Analytical and facilitation skills are going to be vital for “less but better” public administration, Banks believes, as service delivery is increasingly contracted out to the not for profit or private sector.
“We’ve been learning that some of these bodies, with the right contractual arrangements, are better placed to deliver those services,” said Banks. “It’s a change in role (for the public sector) and it’s a challenge, but ultimately it’s a more interesting job because it’s about designing programs to deliver services and managing relationships, rather than being in the sausage factory churning out sausages every day.”
Unlike other schools of government and business, ANZSOG is a creature of government. It was set up by the Australian and New Zealand governments in 2002 as a fit-for-purpose institution that would meet the needs of government in the area of executive education.
“I don’t think there’s anything like it in the world — including in other federal systems,” said Banks. “Before I came I wasn’t sure how it would work, because it is so networked and has so many players — 10 governments and 16 universities. It actually works incredibly well. It’s taken some of the strengths of a federation in terms of being able to use different institutions and different academics to give people a local university to identify with and do electives, but come together on core subjects where it matters and spend some time together.”
With six of the 12 board members representing government members, the relationship with government is strong.
“A lot of what we do is responding to government’s perceptions of what they need,” he said. “We have five board meetings a year and there is an opportunity there and in between time to communicate to us how they see things going and what the priorities are. In addition we have various informal connections and visits and opportunities to talk to government. Because of the courses we’re running, we’re in constant touch with them anyway.”
One of the reasons Banks made the move to his current position was that from his vantage point in Canberra he saw the public service was de-skilling in the very areas that he considered were becoming more and more important.
“I was worried,” he said. “I saw, as budgets were cut — the death of a thousand cuts — the areas that tended to be most affected were the longer-term, strategic or research-related areas. That old saying: ‘the urgent driving out the important’.

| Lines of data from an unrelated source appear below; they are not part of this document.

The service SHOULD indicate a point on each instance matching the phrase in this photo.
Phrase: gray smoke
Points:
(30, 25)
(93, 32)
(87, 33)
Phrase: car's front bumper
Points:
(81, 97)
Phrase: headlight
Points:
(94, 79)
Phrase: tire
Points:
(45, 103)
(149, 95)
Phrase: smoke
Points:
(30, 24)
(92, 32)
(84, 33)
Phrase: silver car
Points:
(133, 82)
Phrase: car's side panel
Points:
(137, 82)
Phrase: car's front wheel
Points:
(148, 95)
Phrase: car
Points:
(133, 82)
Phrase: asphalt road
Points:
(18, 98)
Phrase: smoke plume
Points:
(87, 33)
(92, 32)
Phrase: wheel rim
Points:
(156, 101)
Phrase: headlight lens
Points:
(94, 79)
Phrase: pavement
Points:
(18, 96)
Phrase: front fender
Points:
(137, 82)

“If you talk to very senior public servants and you ask them about the analytical firepower of their departments they tend to look at the ground a bit and then finally admit they’re not what they used to be. I think we’ve got to rebuild that if we’re going to meet these sorts of challenges.”
As a former agency head, Banks says he “completely understands” the current budgetary pressures, but he thinks it is really important at times like this when staff are being shed that agencies also invest in their best people and their up and comers.

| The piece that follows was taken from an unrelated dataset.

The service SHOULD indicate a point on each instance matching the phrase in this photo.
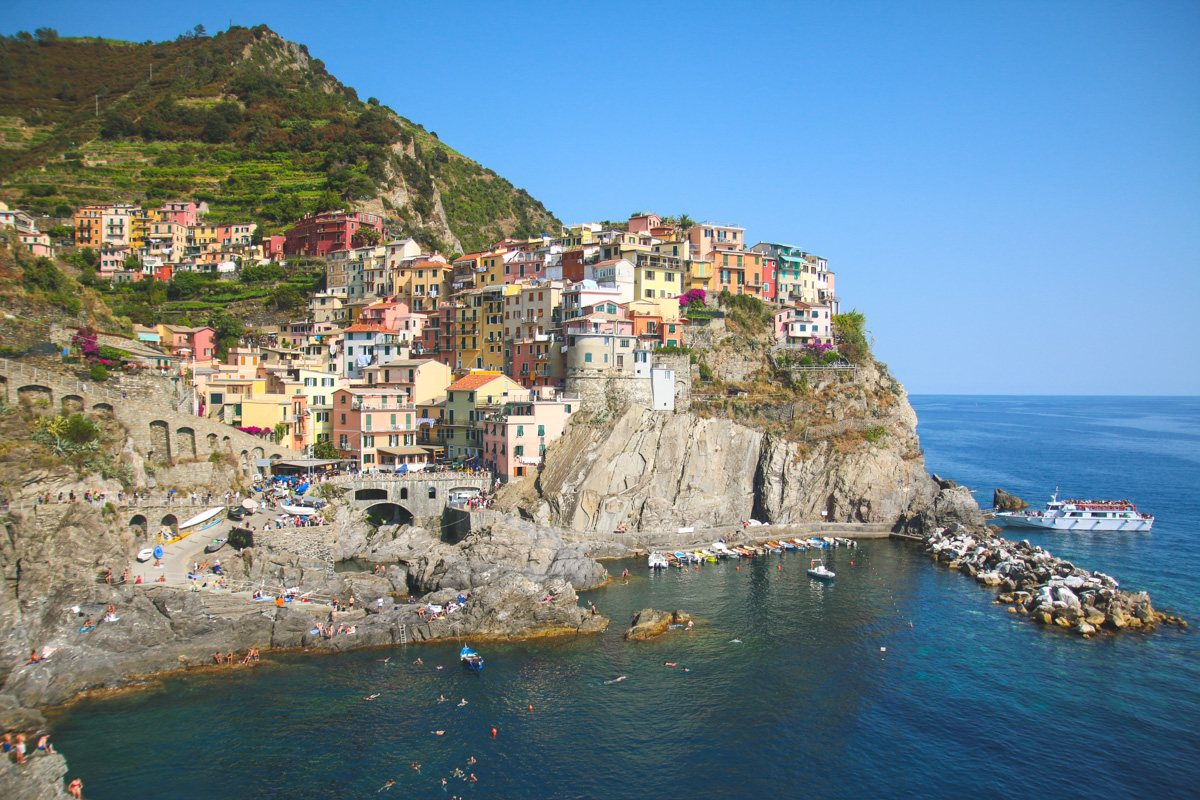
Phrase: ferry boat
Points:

“I say that for two reasons,” he explained. “One is obviously to maintain the performance of a diminished organisation in terms of its numbers. You need higher productivity and higher quality in the group that is still there. And secondly, I think it’s a very positive signal to the other members of the organisation that there’s an investment in management and leadership capability. It’s a leading indicator for people that staying in the public service is a good thing to do because it’s got a future and it’s investing in its own future.”